CapitalPad FAQ

Answers to common questions from accredited investors and independent sponsors about CapitalPad.

About CapitalPad

What is CapitalPad?

CapitalPad is a private equity co-investment group for accredited investors seeking deal-by-deal access to private equity investments in the lower middle market.

CapitalPad focuses on investing in independent sponsor transactions, primarily acquisitions of established, historically profitable operating companies in durable industries. These are typically mature businesses with operating history, real customers, recurring or repeat demand, and understandable economics.

CapitalPad also selectively reviews post-LOI search fund transactions that fit a similar profile.

Who is CapitalPad for?

CapitalPad is built for two primary groups.

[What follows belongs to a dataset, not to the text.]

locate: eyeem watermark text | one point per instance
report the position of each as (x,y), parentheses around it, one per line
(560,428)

For accredited investors, CapitalPad provides access to private investment opportunities tied to selected lower middle market acquisitions, one deal at a time. Investors review individual opportunities and choose whether to request an allocation through a deal-specific SPV.

For independent sponsors and select search fund operators, CapitalPad can participate as an equity investor in qualified acquisitions, typically through a single CapitalPad investment vehicle.

Is CapitalPad a private equity fund?

No. CapitalPad is not a blind-pool private equity fund.

Traditional private equity funds generally require investors to commit capital upfront and give the fund manager discretion to deploy that capital across future deals. CapitalPad is deal by deal. Investors review specific acquisitions and choose whether to participate in each opportunity.

There is no blind-pool commitment, no scheduled capital calls, and no annual management fee.

Is CapitalPad crowdfunding?

No. CapitalPad is not equity crowdfunding, retail crowdfunding, or a public investment marketplace.

CapitalPad is a private equity co-investment group for accredited investors. Opportunities are reviewed before being presented to investors, and each investment is made through a private deal-specific vehicle.

What types of investments does CapitalPad focus on?

CapitalPad focuses on investing in lower middle market private equity transactions, primarily acquisitions led by independent sponsors. The underlying companies are typically mature operating businesses with operating history, historical profitability, durable demand, healthy margins, and understandable business models.

Relevant sectors often include residential and commercial trades, professional and business services, healthcare and healthcare business services, testing and compliance, facilities and environmental services, specialty distribution, auto and fleet services, light industrial and niche manufacturing, logistics, equipment rental, and route-based services.

CapitalPad does not focus on startups, turnarounds, distressed assets, or venture-style growth companies pursuing unproven models. The focus is on practical private equity investments in operating companies, not speculative concepts.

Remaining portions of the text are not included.